Tu Packard, a senior economist at Moodys Analytics, told On Wall Street that many of the suppliers of critical parts to U.S. industrial companies -- particularly the auto industry -- which had been shut down by either the earthquake or by the loss of electrical power following the Fukushima nuclear plant meltdowns are now back in production.
That is certainly going to be good news for many U.S. companies.

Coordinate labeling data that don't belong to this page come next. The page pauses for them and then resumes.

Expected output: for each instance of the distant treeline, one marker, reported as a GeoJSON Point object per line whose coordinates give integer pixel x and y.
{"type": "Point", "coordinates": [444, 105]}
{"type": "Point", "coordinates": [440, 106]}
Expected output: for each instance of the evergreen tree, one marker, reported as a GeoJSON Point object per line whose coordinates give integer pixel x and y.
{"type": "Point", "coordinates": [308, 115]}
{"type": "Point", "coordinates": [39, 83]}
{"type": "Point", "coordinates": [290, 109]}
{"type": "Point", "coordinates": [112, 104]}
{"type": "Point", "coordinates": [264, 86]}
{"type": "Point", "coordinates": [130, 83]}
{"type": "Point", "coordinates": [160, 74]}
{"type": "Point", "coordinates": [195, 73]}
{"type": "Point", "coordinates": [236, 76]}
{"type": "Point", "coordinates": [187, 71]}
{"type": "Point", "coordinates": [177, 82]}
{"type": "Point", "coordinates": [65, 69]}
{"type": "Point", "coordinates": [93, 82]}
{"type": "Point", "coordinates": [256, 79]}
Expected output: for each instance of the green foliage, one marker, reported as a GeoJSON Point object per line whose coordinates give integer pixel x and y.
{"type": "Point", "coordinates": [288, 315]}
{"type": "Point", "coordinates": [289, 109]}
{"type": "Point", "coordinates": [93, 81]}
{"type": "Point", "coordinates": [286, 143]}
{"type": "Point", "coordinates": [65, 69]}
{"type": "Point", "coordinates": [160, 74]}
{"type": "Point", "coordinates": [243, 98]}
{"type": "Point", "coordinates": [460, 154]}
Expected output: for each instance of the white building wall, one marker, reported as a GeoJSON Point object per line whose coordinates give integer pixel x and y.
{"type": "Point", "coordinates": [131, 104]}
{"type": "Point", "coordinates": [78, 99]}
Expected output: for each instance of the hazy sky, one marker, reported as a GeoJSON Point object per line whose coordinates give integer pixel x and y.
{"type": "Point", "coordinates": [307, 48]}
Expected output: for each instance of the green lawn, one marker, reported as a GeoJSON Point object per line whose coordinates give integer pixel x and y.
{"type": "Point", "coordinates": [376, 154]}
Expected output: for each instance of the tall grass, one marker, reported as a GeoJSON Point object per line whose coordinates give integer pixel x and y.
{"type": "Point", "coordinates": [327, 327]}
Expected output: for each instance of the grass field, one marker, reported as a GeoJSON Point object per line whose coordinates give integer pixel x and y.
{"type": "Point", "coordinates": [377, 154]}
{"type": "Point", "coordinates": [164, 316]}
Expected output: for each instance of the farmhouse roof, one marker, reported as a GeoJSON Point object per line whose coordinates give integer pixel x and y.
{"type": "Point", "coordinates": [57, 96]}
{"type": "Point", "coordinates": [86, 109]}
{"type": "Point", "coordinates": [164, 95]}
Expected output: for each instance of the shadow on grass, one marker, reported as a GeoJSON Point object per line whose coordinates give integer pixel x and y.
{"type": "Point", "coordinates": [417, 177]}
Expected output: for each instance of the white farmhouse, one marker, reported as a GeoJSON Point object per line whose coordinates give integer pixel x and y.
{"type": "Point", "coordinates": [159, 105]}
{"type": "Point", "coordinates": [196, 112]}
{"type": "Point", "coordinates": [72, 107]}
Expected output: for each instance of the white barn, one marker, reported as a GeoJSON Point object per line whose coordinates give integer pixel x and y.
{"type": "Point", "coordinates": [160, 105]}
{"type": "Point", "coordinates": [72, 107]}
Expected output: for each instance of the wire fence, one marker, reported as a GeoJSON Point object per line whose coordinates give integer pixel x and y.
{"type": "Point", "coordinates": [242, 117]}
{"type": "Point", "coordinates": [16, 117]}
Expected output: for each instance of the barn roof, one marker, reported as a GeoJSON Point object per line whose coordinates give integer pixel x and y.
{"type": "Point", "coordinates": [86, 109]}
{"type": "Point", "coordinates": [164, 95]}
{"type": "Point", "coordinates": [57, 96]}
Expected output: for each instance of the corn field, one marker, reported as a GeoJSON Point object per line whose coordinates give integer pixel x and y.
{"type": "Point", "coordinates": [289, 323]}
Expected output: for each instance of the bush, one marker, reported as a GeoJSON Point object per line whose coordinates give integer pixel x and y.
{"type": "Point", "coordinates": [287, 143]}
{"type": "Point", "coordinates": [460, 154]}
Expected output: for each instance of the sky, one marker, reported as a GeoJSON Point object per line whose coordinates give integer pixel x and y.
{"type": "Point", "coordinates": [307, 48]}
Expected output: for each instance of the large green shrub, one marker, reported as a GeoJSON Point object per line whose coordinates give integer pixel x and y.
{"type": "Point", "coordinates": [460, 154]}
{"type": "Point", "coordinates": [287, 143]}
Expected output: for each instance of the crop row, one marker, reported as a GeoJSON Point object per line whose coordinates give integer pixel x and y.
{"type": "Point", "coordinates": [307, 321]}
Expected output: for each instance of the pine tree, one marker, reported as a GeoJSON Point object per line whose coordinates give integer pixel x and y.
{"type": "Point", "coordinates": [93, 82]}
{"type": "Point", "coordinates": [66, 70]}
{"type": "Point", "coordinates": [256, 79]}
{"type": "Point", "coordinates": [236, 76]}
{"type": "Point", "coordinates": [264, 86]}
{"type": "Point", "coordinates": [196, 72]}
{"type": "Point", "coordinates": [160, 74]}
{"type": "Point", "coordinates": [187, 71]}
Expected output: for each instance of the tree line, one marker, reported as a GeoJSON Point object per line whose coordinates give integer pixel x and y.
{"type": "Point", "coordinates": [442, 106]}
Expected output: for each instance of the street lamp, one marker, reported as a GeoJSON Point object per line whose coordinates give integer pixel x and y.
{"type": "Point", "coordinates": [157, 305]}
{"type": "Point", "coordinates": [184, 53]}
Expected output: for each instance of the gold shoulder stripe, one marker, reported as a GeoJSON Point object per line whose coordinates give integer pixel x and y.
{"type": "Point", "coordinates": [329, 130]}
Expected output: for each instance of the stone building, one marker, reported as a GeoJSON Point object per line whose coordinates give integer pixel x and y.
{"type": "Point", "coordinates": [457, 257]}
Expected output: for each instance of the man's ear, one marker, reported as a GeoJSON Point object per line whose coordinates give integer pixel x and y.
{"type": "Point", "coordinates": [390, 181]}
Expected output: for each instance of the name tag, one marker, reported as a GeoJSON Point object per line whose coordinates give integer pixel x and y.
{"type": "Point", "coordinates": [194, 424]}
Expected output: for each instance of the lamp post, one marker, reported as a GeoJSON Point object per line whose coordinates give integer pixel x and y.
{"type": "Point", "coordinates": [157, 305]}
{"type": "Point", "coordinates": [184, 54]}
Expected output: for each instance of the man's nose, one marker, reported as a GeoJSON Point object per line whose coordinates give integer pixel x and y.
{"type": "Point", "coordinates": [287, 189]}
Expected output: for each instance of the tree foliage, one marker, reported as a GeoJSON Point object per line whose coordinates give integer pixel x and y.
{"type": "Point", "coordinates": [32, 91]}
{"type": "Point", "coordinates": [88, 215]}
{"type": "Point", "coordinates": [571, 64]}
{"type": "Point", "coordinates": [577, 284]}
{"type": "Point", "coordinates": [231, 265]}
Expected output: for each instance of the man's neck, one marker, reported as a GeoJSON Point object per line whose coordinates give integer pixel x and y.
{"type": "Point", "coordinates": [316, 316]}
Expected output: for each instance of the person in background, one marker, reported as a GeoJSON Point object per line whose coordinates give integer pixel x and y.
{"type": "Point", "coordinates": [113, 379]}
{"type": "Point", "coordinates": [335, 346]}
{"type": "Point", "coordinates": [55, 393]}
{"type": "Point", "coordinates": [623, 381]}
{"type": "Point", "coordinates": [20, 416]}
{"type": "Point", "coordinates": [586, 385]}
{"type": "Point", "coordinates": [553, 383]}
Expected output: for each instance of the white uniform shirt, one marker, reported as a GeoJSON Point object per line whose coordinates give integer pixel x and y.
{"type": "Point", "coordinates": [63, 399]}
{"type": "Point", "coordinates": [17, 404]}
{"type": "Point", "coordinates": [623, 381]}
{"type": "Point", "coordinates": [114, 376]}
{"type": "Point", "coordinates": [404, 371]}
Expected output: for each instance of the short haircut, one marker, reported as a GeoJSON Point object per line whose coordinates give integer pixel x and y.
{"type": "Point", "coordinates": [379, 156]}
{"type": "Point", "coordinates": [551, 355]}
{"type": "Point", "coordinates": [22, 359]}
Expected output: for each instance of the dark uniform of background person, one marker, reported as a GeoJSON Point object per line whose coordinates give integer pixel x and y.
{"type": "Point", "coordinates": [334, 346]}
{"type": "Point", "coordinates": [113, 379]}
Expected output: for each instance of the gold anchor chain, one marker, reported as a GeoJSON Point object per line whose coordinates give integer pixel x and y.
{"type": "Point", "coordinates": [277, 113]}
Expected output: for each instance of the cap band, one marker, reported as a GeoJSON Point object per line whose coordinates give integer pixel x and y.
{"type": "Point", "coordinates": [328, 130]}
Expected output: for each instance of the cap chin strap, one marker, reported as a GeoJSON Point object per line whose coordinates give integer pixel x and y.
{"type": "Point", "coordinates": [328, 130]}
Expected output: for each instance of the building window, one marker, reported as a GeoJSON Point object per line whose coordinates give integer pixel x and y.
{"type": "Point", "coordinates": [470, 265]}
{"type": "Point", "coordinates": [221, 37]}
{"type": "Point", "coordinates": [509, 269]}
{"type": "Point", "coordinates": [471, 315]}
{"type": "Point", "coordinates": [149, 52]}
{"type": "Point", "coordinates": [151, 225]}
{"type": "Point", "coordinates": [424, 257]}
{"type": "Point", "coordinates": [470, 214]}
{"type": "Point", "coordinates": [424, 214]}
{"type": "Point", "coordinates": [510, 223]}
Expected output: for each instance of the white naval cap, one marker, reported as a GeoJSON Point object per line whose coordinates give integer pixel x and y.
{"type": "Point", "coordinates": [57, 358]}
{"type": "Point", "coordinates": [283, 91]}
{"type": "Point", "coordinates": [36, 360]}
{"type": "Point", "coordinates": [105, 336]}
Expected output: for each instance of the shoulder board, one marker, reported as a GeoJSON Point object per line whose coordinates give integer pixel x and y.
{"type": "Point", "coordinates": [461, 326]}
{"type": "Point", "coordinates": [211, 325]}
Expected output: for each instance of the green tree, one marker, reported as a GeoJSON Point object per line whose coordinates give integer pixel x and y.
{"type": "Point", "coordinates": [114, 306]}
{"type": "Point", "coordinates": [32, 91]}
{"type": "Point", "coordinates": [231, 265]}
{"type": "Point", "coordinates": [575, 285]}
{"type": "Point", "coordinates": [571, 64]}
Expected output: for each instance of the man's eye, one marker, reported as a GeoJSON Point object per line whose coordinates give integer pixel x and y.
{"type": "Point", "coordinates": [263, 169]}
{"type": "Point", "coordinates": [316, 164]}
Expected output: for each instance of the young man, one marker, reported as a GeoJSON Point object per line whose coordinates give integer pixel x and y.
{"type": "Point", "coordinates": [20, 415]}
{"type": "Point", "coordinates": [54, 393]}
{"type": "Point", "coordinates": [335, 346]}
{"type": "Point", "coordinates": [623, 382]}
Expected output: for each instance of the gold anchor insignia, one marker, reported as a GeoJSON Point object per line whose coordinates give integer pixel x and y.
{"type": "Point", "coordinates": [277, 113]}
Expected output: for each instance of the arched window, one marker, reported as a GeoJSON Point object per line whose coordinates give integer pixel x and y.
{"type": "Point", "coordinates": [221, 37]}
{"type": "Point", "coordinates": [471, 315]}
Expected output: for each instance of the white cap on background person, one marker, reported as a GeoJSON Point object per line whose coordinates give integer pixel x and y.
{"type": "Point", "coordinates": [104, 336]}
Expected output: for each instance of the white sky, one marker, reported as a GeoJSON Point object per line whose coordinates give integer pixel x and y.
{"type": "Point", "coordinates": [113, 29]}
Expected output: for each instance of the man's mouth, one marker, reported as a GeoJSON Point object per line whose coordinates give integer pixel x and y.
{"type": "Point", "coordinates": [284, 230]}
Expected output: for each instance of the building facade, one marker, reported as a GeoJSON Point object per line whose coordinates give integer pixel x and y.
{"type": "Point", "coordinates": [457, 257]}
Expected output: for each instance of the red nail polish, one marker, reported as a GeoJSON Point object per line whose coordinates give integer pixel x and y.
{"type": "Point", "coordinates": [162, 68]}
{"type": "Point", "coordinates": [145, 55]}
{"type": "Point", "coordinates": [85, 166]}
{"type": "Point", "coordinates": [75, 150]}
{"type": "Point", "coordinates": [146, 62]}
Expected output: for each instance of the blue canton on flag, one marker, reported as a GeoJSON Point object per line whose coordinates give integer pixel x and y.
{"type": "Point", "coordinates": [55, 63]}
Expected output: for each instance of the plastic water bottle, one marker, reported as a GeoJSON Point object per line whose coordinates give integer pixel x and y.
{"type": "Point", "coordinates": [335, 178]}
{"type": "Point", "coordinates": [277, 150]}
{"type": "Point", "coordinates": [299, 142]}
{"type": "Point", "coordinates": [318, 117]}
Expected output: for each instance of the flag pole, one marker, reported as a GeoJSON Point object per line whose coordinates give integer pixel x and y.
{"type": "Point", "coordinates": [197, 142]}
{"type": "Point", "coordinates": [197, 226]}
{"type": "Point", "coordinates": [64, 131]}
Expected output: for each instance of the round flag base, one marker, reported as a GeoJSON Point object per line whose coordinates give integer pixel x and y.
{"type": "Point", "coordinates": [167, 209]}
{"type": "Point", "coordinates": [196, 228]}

Several U.S. auto plants had to be shuttered because of shortages of chips for on-board computers and special paints, transmissions and other sole-sourced parts.
Packard said that half of the rebounding growth in Japan is the result of reconstruction efforts in the shattered northern part of Honshu Island.
“That reconstruction boom will also be a big help to Japan’s trading partners, including the U.S.,” she said, “because to the extent that Japan has to import construction materials like cement, steel and lumber, that is good news for exporters in countries like the U.S.”
She added that the renewed economic growth in Japan, as well as a marked reduction in the amount of electricity being generated by the country’s troubled nuclear plants, means more imports of oil and gas, virtually all of which must be imported.
While the Moody's report on Japan is mostly positive, the ratings agency analysts are critical of the Bank of Japan, which they say is being too passive about the country’s deflation and the strength of the yen, which Packard said is “way too strong for the state of Japan’s economy.”
She also said that the central bank should emulate the U.S. Federal Reserve Bank in monetizing some of the country’s huge national debt by buying Japanese debt -- a move that would help re-inflate the yen and also make Japanese exports more competitive on global markets.
“The Bank of Japan is the only institution that has the means to fight deflation, and their response to deflation has not been as vigorous as it should be,” she said.